Registry: Implement a lookup service for GrSciColl collections

Created on 17 Jun 2020  ·  11Comments  ·  Source: gbif/registry

This lookup service is intended to link occurrence data with collections. It will use collections data for the lookup but this behaviour could be overwritten with dataset machine tags.

This service could receive the following parameters:

  • institution code
  • institution ID
  • collection code
  • collection ID
  • dataset key
  • owner institution code ??

If there are machine tags in the dataset we use them and stop the lookup.

The service should return how good the match is (exact, fuzzy, etc.). Exact matches will only happen if codes match and IDs match or are not contradictory (e.g.: present in only one side).

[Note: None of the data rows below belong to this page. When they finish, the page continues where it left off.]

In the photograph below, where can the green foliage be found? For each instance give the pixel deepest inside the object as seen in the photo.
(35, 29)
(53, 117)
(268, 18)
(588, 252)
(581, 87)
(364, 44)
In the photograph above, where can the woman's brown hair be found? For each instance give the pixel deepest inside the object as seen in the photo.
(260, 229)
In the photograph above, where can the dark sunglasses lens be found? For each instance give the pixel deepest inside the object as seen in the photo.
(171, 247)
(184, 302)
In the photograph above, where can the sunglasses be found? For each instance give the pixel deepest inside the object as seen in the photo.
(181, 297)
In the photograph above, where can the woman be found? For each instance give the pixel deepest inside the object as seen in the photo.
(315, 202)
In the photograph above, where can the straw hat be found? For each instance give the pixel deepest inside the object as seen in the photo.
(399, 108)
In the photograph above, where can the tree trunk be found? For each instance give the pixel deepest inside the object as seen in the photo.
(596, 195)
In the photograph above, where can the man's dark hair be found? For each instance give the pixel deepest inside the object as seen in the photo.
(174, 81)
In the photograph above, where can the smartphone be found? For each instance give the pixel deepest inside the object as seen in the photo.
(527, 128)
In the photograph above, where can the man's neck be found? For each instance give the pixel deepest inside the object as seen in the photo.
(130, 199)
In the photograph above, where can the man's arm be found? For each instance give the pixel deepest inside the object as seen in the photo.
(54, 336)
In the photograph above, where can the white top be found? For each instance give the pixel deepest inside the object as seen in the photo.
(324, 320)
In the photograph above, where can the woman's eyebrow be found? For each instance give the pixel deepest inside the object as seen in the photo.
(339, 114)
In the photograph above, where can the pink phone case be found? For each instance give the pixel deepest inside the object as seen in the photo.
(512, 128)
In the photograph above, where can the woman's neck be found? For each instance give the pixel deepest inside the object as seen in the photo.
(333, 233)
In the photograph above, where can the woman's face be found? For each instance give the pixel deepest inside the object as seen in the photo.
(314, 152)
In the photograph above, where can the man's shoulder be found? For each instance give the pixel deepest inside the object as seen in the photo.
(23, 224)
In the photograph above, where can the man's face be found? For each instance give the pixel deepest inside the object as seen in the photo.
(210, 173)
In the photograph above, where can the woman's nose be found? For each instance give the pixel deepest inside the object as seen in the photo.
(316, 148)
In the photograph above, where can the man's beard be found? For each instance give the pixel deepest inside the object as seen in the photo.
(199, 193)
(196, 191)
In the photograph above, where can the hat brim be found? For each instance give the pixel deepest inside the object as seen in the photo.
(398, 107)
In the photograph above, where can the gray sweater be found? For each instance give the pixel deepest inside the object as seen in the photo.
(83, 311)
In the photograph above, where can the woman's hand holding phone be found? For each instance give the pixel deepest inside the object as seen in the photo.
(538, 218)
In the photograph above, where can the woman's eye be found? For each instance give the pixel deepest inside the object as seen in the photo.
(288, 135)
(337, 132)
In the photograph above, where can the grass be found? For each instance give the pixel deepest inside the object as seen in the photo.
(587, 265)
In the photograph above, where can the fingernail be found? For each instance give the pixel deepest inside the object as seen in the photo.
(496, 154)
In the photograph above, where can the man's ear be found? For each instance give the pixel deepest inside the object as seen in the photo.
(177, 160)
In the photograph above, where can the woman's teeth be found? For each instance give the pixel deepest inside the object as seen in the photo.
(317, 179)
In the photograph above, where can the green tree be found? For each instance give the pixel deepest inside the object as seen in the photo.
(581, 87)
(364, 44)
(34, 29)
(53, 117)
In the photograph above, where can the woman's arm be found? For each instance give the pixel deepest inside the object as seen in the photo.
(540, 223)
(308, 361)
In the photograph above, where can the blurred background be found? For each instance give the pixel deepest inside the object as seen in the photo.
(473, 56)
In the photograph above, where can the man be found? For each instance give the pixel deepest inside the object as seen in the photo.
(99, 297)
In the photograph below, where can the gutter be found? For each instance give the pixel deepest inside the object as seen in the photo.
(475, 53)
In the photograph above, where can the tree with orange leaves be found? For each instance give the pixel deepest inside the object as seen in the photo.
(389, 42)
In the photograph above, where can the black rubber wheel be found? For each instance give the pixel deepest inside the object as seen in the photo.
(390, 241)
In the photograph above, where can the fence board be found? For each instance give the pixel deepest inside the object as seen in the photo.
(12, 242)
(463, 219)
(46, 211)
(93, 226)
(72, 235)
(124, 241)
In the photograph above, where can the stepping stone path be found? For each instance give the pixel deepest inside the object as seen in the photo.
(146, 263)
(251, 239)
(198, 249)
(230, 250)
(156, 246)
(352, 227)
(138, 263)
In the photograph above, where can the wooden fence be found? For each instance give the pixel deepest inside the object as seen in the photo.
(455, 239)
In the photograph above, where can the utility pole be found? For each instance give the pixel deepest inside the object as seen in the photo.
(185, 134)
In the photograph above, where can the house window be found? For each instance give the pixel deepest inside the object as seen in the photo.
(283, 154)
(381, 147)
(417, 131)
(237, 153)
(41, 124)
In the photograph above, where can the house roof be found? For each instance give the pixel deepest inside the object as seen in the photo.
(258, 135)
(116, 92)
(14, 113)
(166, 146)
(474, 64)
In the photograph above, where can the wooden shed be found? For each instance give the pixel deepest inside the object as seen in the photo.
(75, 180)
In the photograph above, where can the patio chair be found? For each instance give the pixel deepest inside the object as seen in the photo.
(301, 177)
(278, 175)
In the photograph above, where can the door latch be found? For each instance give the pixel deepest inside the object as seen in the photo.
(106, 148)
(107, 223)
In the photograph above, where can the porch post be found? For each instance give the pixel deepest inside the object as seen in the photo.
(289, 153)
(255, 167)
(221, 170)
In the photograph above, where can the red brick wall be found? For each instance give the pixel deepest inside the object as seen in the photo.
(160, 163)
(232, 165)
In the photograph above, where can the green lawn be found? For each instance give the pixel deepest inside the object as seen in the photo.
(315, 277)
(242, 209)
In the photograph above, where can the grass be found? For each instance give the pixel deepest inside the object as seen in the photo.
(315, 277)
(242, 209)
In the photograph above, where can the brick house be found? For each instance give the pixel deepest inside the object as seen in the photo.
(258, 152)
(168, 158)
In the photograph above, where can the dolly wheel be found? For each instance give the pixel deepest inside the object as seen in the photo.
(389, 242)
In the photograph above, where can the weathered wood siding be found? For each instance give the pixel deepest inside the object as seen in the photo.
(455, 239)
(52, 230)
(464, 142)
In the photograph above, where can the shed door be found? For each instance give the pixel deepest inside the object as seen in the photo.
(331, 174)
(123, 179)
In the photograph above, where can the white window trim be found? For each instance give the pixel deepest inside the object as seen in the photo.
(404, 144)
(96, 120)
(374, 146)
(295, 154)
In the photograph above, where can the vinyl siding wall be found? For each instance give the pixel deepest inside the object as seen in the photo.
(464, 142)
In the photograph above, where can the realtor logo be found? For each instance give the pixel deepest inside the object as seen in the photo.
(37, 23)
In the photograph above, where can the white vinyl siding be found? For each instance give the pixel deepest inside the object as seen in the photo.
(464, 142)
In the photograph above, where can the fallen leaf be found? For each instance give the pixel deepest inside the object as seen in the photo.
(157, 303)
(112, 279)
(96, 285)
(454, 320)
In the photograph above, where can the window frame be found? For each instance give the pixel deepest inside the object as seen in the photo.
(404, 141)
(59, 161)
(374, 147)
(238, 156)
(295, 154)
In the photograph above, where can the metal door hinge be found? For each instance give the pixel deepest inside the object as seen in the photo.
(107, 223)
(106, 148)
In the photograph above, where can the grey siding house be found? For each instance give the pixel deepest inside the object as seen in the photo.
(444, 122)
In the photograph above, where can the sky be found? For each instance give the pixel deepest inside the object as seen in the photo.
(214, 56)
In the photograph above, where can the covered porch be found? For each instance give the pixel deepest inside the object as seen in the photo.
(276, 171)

Anything else? are there any other parameters that can be useful to take into account?

question GRSciColl

Most helpful comment

I just tried to match based on a csv extract I had from some time ago.
The csv is distinct institutionId, institutionCode, datasetKey, publisherKey with an occurrence count for each.

I took anything with more than 2500 occurrences and tried to match them against the service.

105,871,241 occurrences had a single match
 24,553,278 with an exact singular match
 27,113,941 occurrences had multiple matches
 34,998,066 occurrences had no match

2,374 combinations was tested against the service (multiple can be the same since it included dataset and publisher)

That isn't a bad start. I haven't evaluated the quality of the matches though.

All 11 comments

I put in DEV a first version of the collections lookup service (it still doesn't use the machine tags) to see if this is what we were expecting.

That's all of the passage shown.